Bringing an LLM into a real service is like connecting water from a vast source all the way to the user's cup. Beyond simply calling an API, it takes a whole range of engineering considerations.

Bringing an LLM into a real production service is much like the work of carving out a waterway.

To deliver the generated output that flows from the vast reservoir of a large language model all the way to the user without interruption, you need more than just calling an API—you need a range of engineering considerations. Because no matter how abundant the water, if the channel meant to carry it is blocked, the user can't drink a single drop.

In this piece, I want to liken LLM productionization to "carving a waterway" and talk through the key points you have to consider in a production environment.

Every waterway begins at its source. The first step in commercializing an LLM is deciding "which water to use."

An LLM's answer doesn't come down all at once; it flows out token by token. To show the user the answer in real time, you need a smooth channel that can carry this flow exactly as it is.

Decompression: If you compress the response with gzip or the like, the stream may not be parsed correctly. It's safer to turn compression off by explicitly setting Content-Encoding: none.

Chunked transfer: Set Transfer-Encoding: chunked so the data can arrive piece by piece. Proxy bypass: You have to configure things so that any proxy or CDN sitting in the middle doesn't buffer or alter the stream. Careful settings, such as managing the Cache-Control header, are required.
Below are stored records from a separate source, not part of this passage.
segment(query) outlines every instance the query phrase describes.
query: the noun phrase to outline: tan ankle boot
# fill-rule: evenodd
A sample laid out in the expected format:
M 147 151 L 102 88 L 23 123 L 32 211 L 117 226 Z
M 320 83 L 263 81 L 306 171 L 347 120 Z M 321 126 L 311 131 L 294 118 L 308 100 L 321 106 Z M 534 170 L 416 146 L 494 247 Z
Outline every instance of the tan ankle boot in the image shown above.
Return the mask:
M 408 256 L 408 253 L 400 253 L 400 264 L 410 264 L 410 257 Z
Streaming that worked fine in the development environment often suddenly breaks the moment you deploy to a real cloud environment.

These problems usually only surface once real traffic is flowing, so after the initial launch you end up solving them one by one through repeated trial and error.
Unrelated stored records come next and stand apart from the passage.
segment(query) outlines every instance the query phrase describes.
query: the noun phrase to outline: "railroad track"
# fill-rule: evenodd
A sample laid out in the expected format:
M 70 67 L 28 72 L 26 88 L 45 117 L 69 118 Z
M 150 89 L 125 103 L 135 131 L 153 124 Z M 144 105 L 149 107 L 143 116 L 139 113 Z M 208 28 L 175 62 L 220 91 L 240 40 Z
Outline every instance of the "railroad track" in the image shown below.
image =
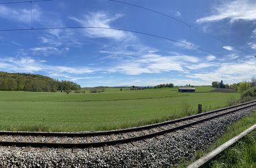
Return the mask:
M 31 147 L 57 148 L 61 152 L 63 148 L 88 148 L 89 151 L 93 148 L 103 147 L 108 150 L 109 146 L 131 143 L 136 145 L 136 141 L 147 141 L 149 138 L 164 138 L 163 135 L 170 136 L 172 132 L 202 123 L 239 110 L 256 106 L 256 101 L 225 108 L 212 111 L 200 113 L 174 120 L 148 125 L 131 129 L 104 132 L 67 133 L 67 132 L 0 132 L 0 145 L 26 147 L 29 151 Z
Once the waterway is open, you now have to control how forcefully to send the water through. An LLM's token generation speed varies with the model and the hardware, and the speed at which it's shown to the user also varies with network conditions.

An LLM service doesn't simply wire the model and the client directly together; it passes through various intermediate layers. If you don't manage these segments well, floods or droughts can occur.

Carving the waterway once isn't the end of it. As the service grows in scale and usage patterns change, problems are bound to crop up all along the channel.

As you work on LLM productionization, you come to realize one interesting fact: AI development desperately needs the help of AI.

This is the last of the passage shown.